Jeeves & Wooster by Ben Schott. Released 15th Oct 2020 by Penguin Random House UK on their Hutchinson imprint, it's 352 pages and available in hardcover, audio, and ebook formats. It's worth noting that the ebook format has a handy interactive table of contents as well as interactive links. I've really become enamored of ebooks with interactive formats lately.
Given the dreary, soul-grinding, wearying mess that is the state of the world today, I've depended more than ever on the respite offered by true pleasure reading. I've found over the last year that I've tended toward cookery books (since I have time and always fancied learning to cook), light fantasy, cozy mysteries, and other lightreading. I've been so thankful for Mr. Schott's brilliant homages to the (previously) inimitable Wodehouse that I've read and re-read both the canonical P.G. Wodehouse and the new books several times over the previous months.
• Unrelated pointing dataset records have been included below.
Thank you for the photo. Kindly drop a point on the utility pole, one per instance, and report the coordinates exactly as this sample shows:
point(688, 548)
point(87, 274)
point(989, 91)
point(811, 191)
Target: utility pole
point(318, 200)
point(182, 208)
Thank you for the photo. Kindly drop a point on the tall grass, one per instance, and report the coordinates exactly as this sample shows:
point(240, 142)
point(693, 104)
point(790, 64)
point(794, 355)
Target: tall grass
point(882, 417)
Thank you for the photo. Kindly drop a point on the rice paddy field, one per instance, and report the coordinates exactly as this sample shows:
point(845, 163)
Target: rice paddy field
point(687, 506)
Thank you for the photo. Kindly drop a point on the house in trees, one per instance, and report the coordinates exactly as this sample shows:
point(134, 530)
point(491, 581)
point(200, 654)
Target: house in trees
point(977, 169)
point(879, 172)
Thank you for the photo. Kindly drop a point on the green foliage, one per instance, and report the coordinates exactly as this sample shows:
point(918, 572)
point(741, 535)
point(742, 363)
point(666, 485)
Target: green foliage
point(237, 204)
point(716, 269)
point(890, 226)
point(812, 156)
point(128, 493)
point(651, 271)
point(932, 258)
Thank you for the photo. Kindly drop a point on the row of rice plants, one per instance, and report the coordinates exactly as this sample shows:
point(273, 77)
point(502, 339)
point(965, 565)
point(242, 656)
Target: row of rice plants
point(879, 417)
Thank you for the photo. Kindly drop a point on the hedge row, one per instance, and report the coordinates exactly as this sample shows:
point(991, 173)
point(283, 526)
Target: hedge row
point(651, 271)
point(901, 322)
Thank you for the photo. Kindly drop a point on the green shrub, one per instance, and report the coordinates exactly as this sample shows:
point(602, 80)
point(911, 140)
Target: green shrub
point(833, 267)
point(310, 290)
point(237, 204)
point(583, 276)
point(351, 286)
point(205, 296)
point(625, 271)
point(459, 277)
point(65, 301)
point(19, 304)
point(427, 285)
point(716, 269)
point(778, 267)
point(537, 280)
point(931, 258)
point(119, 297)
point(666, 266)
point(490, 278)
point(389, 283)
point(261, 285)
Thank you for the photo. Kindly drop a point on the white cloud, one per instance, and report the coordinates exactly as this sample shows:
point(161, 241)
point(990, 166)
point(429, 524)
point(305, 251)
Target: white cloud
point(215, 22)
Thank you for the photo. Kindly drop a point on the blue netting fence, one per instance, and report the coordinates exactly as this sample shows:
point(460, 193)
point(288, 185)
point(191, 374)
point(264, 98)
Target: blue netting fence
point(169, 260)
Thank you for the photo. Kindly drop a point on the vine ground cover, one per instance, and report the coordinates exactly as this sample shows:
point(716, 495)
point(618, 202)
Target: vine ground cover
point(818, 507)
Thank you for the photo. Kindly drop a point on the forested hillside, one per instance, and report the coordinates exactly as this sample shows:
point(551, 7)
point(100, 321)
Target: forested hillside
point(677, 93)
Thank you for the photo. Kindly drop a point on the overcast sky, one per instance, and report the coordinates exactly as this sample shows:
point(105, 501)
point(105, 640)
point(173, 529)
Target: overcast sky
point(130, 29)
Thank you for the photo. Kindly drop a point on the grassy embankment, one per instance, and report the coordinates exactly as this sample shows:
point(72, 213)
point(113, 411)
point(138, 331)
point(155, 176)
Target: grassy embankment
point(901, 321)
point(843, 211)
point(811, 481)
Every time I've picked up Schott's new Jeeves & Wooster books I've noticed something new I'd missed in previous reads. The pacing is perfect, the wit is rapier keen, and the dialogue pitch perfect. This book could not possibly be better or offered at a better time. The author's grasp of Wodehouse's writing is sometimes eerily precise with the added codicil of his being able to lampoon both the interwar period in Britain *and* current events without bashing it over the reader's head. This works perfectly well as a standalone. It (as the prior volume, Jeeves and the King of Clubs) ends on something of a cliff-hanger, so I am assuming and hoping there's more in store in the near future.
Brilliant and brilliantly funny, and I say, it's a civilised antidote to the current unpleasantness, what?
Five stars. Looking forward to many many more.
Disclosure: I received an ARC at no cost from the author/publisher for review purposes.